[Question écrite] Le déficit structurel du Grand Théâtre de Genève relève-t-il d’une baisse des subventions ou d’un problème structurel de gestion et de gouvernance?
Question écrite du 11 mars 2026 de Laurence Desarzens, Laurence Corpataux, Cyril Alispach, Alpha Oumar Dramé, Matthias Erhardt, Sophie Desbiolles et Luc Zimmermann.
Texte de la question :
Au cours des douze dernières années, le Grand Théâtre de Genève a présenté un déficit structurel récurrent inscrit dans le budget de l’institution, qui a été dénoncé par d’anciens élus du Conseil municipal en 2019 déjà. Durant cette période, la Ville de Genève a régulièrement été amenée à voter et verser des rallonges budgétaires afin d’assurer l’équilibre financier de l’institution lyrique. De plus, depuis 2025, le Canton verse 600 000 francs supplémentaires dans le cadre de la loi pour la promotion de la culture et de la création artistique (LPCCA).
Par ailleurs, le rapport de la Cour des comptes cantonale publié en 2020 relevait déjà plusieurs dysfonctionnements en matière de gestion et de gouvernance au sein du Grand Théâtre. Lors d’une intervention diffusée sur Léman Bleu le 3 mars 2026, le président du conseil de fondation du Grand Théâtre indiquait que le mécénat permettrait désormais de couvrir ce déficit structurel. Selon différentes informations publiques, ce mécénat représenterait près de 8 millions de francs par an, soit un niveau de ressources désormais supérieur à certaines recettes propres, notamment la billetterie.
Dans ce contexte, plusieurs interrogations se posent quant à la pérennité et à la
gestion structurelle de l’institution:
− quelles mesures structurelles concrètes ont été mises en œuvre au cours des douze dernières années pour résorber le déficit structurel du Grand Théâtre, indépendamment des apports supplémentaires de subventions publiques ou de mécénat privé?
− Quel est aujourd’hui le coût réel consolidé du Grand Théâtre pour les finances publiques, en incluant l’ensemble des contributions directes et indirectes de la Ville (subvention directe, personnel municipal affecté au théâtre, gratuités et mises à disposition de locaux, participation aux productions, etc.), ainsi que les contributions des autres collectivités publiques?
− Quelle est la structure actuelle des charges de fonctionnement du Grand Théâtre, en particulier: le coût annuel de la direction et de la gouvernance (direction générale et membres du conseil de fondation), le budget consacré à la communication et au marketing, ainsi que le coût moyen des productions figurant dans la programmation annuelle?

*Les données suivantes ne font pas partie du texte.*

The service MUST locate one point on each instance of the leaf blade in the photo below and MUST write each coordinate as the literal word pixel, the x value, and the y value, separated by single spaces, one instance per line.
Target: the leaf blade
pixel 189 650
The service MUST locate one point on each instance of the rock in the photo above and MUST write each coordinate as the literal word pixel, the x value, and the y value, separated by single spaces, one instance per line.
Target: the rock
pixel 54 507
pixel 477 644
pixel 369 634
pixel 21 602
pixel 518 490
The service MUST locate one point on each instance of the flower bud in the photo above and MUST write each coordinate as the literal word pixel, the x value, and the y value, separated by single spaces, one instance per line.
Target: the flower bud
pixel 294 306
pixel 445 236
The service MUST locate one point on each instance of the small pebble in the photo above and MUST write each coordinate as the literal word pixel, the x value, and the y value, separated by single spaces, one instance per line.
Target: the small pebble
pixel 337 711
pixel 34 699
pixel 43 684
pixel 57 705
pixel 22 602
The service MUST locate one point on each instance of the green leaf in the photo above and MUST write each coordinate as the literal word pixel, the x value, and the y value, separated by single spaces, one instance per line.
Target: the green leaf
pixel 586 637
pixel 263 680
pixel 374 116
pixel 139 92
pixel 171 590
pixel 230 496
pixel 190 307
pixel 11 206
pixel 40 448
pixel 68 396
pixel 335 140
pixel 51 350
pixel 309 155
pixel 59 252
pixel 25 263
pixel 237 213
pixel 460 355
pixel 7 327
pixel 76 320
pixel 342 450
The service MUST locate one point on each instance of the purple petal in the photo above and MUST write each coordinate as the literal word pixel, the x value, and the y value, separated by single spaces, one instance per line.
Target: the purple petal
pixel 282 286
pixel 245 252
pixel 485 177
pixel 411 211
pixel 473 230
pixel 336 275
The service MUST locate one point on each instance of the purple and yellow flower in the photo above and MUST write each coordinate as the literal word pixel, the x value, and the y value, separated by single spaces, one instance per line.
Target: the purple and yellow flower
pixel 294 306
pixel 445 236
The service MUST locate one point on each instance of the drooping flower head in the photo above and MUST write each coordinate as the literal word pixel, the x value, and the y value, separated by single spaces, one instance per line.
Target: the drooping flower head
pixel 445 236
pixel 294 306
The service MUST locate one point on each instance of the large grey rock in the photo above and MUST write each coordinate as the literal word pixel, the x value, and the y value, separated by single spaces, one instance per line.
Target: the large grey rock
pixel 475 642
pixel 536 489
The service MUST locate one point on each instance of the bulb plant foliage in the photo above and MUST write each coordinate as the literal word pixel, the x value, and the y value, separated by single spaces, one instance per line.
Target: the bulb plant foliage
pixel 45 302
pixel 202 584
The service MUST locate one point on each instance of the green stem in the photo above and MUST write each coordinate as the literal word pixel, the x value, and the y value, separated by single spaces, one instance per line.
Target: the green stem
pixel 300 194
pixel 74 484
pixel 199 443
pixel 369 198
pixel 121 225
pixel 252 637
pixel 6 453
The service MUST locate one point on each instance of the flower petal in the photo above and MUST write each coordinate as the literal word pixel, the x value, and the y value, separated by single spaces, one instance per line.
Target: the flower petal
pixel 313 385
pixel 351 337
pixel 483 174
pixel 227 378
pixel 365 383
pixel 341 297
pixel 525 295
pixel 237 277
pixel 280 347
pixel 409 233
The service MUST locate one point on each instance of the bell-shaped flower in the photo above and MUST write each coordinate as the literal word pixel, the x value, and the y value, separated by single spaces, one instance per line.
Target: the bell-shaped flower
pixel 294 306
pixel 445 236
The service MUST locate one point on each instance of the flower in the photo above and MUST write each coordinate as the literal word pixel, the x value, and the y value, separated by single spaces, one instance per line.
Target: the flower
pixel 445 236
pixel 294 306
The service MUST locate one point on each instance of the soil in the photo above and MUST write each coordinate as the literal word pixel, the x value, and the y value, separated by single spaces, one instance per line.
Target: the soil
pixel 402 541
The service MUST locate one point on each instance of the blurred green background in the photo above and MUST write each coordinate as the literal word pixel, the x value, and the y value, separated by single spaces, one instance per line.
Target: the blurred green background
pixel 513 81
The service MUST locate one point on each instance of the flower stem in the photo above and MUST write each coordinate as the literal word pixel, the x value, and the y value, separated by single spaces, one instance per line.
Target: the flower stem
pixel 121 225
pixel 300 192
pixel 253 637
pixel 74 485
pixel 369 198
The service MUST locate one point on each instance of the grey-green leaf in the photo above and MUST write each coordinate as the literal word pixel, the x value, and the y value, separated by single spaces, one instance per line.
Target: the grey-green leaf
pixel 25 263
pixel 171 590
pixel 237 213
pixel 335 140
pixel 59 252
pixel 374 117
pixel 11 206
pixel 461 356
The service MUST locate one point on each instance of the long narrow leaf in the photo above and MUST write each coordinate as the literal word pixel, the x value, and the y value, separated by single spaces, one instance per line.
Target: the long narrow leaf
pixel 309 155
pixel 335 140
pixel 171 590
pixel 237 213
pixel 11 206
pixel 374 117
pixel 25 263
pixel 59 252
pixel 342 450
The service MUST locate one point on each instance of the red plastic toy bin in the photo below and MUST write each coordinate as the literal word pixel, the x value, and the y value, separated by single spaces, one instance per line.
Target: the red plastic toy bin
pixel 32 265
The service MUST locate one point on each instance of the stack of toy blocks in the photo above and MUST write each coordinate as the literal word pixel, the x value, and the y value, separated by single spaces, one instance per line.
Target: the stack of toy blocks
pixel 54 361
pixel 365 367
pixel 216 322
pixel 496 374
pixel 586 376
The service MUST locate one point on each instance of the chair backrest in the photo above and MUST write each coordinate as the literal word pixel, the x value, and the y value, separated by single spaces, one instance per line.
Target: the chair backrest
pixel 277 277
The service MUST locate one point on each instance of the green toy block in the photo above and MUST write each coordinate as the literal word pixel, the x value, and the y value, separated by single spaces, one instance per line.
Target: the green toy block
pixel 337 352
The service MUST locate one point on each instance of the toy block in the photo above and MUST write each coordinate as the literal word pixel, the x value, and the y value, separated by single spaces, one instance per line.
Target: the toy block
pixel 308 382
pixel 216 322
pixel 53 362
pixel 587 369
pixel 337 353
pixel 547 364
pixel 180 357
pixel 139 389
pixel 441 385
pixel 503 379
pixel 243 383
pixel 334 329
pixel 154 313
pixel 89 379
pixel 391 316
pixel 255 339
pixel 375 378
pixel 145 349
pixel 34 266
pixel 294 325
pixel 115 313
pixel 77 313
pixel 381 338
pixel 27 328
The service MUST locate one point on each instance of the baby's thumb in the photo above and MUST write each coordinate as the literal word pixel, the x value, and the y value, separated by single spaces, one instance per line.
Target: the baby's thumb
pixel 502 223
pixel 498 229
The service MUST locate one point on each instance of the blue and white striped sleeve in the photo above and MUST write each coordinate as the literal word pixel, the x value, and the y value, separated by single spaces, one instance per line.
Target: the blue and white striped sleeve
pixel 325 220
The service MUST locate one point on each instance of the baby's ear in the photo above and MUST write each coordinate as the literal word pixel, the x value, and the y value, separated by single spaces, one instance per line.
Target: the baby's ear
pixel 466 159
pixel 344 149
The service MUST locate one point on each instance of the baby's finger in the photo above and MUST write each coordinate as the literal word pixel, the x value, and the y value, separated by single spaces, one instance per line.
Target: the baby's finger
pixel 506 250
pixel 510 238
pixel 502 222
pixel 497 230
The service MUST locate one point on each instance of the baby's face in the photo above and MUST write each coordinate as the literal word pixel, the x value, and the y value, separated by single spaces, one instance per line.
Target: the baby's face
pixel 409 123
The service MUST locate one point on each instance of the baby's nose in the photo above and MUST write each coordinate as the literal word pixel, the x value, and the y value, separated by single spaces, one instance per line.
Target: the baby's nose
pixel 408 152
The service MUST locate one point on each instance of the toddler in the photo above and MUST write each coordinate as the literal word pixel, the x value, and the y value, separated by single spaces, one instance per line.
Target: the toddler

− Quel est le taux moyen de remplissage des salles et l’évolution des recettes de billetterie au cours des dix dernières saisons, et pour quelles raisons ces recettes représentent-elles aujourd’hui une part relativement limitée des ressources propres de l’institution, parfois inférieure aux montants issus du mécénat?
− Enfin, comment le Conseil administratif évalue-t-il la pérennité du modèle financier actuel, qui repose en partie sur un mécénat privé important – estimé à environ 8 millions de francs par an – alors que ce type de financement demeure par nature incertain et dépend fortement d’un nombre limité de mécènes? Ces éléments sont d’autant plus importants que plus de 150 millions de francs
d’investissements publics ont été engagés dans les infrastructures du Grand Théâtre au cours des trente dernières années, tandis que de nouvelles dépenses importantes sont encore prévues.
Dans ce contexte, le Conseil administratif peut-il indiquer quelles garanties existent
aujourd’hui quant à la soutenabilité financière et à la gouvernance du Grand Théâtre de Genève à moyen et long termes, afin d’éviter que les difficultés structurelles de l’institution ne reposent durablement sur les finances publiques?